Dr. Stanley A. Terman. Dr. Terman is board-certified in psychiatry and a “grandfathered-in” bioethicist based on his writing and teaching. He is a former member of the faculty at University of California, Irvine. He founded and continues to lead the not-for-profit organization Caring Advocates. Since 2005, his career has focused on developing advance care planning protocols whose goal is to reduce end-of-life suffering of patients and their loved ones from all terminal illnesses, especially advanced dementia. Some of his recent publications are available on his author page at SSRN: www.tinyurl.com/TermanDementiaArticles .

Dr. Terman’s presentation is entitled, Traditional Advance Care Planning May Not Work, So Consider a Heretic’s Innovative Strategic Protocol.

(Dr. Terman notes thata secular heretic is a person who holds opinions about ideas, principles, or practices that differ from widely accepted, conventional, and/or established ones.)

First, Dr. Terman will explain why one cannot rely on the requests in living wills or the healthcare instructions of surrogates  to determine end-of-life care – especially for patients living with advanced dementia.

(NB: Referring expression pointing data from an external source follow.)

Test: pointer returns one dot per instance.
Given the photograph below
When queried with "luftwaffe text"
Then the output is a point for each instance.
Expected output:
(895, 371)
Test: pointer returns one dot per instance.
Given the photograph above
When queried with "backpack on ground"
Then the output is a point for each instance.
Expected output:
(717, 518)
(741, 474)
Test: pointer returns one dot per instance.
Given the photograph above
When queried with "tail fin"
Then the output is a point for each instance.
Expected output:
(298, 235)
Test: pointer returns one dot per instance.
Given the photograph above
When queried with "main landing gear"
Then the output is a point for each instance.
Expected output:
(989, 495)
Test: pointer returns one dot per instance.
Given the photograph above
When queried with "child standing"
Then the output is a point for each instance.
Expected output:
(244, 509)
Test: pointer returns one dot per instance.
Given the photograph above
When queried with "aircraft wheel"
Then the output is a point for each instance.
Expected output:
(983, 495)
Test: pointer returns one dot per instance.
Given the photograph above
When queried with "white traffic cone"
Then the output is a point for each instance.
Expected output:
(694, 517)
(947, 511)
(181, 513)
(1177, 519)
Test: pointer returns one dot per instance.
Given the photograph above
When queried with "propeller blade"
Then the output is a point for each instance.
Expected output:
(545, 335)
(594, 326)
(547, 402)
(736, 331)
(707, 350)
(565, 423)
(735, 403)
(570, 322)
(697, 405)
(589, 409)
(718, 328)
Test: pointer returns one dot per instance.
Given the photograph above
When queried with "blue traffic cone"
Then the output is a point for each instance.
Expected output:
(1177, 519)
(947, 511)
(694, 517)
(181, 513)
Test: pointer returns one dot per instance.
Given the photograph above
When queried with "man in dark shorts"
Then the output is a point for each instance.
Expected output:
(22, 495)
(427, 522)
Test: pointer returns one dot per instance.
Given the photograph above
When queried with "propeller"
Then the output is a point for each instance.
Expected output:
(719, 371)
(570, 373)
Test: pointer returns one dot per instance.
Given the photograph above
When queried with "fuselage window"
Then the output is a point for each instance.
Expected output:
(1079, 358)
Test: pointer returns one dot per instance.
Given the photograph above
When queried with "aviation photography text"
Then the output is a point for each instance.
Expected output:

Second, he will explain how he interviews and records on video, people’s preferences for future treatment that depend on the conditions they reach. Planning principals (persons engaged in ACP) can use the illustrated patient decision aid, “My Way Cards” that he created in 2009, which can be understood by people who have a grade-three level of reading comprehension, to generate their “Natural Dying Living Will.” 
Dr. Terman will then expand on the role of the planning principal during his presentation. For example, if a planning principal judges a future condition would cause irreversible, severe suffering, she can decide to request the cessation of assisted oral feeding and hydrating, which order is added to Comfort-focused Care orders. If the future condition would cause moderate suffering, then Selective/Limited Treatment may be appropriate.
The resulting requests are designed to be easily translated into POLST orders. Planning principals can make their advance decisions and sign three to seven “Future POLSTs” during ACP  as they engage with their provider in one POLST Conversation.  Planning principals do not need to be seriously or terminally ill, frail, or expected to die within a year). They just need to fulfill the requirements to complete ACP.
Strategic Advance Care Planning requires more effort than traditional ACP, but it will likely be more effective than traditional ACP in fulfilling patients’ end-of-life goal-concordant care.
Dr. Terman’s approach emphasizes the right of each person to express her autonomy by refusing treatment that has become non-beneficial or that will cause harm as it considers the fair distribution of family and society financial and medical resources. (Note: this sentence reflects the four principles of bioethics.)